Михаэль Ханеке, рожденный в Мюнхене, проживающий в Вене, еще вчера был известен только в узких кругах. После нескольких лет философских и психологических штудий увлекся театром, писал пьесы для радио и телевидения и ставил спектакли повсюду на германоязычных сценах — от Гамбурга до Вены.
Сегодня, когда фестивали посвящают творчеству Ханеке специальные развернутые ретроспективы, интересно смотреть эти телевизионные фильмы, в которых постепенно формируются проблематика и стиль режиссера.
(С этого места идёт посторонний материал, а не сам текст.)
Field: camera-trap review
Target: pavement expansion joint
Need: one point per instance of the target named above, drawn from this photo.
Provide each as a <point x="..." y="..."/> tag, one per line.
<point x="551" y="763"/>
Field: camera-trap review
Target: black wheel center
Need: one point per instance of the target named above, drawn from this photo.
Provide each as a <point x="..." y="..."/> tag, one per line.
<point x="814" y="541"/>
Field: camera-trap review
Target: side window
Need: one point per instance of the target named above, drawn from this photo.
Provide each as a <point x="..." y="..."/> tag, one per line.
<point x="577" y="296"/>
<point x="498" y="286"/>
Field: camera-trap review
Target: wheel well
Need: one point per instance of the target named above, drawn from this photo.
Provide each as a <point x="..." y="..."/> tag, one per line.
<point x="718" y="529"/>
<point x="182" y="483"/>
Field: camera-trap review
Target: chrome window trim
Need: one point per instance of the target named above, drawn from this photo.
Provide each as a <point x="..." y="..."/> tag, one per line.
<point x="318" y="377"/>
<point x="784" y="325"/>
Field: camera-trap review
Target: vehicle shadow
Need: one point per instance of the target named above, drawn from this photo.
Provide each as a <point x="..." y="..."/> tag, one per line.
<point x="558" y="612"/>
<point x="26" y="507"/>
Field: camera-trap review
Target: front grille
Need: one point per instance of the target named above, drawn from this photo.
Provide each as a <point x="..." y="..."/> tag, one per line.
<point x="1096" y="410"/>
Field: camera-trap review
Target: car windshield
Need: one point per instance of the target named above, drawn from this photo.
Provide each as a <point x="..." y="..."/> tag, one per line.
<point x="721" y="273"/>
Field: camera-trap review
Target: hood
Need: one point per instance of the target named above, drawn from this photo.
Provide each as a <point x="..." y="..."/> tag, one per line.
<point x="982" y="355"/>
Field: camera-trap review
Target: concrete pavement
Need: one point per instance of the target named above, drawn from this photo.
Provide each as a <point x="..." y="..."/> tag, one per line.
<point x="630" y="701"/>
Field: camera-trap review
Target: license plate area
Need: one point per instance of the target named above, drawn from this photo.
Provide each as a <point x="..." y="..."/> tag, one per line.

Насилие никогда не становится в них главной темой, но тем не менее в самых невинных сюжетах всегда есть привкус чего-то неприятного и как бы зловещего, что готово вот-вот прорваться сквозь вязкую оболочку быта. Поначалу и не поймешь, с чем связано это ощущение: с какой-то австрийской спецификой или с глобальной философией и авторским мироощущением.
Международная карьера режиссера началась с приза "Бронзовый Леопард", которым был награжден в Локарно фильм-дебют Ханеке "Седьмой континент" (1989). Речь шла о потаенном континенте желании, которые в один прекрасный день изнутри взрывают рутинную жизнь благополучной семьи. На поверхность выходят мощные накопления подавленных эмоций. Чувство бессмысленности и одиночества, жажда бегства (куда? хотя бы в Австралию), протест, паранойя, агрессия...
Немного пошумев тогда, про Ханеке тут же опять забыли, предоставив ему вернуться к телепостановкам местного значения. Только в 92-м о его новом фильме "Видеопленки Бенни" заговорили как о сенсации Каннского фестиваля — хотя и промелькнувшей вне конкурса. После триумфального турне по миру эта картина получила (впервые присуждавшийся) "Феликс критиков", а Ханеке стал новым фаворитом последних — после Ангелопулоса, Риветта и Кесьлевского. Что удивительно — ив официальной иерархии "Феликса" (Приза европейского кино) "Видеопленки Бенни" поднялись на высшую ступень номинации и уступили лишь михалковской "Урге".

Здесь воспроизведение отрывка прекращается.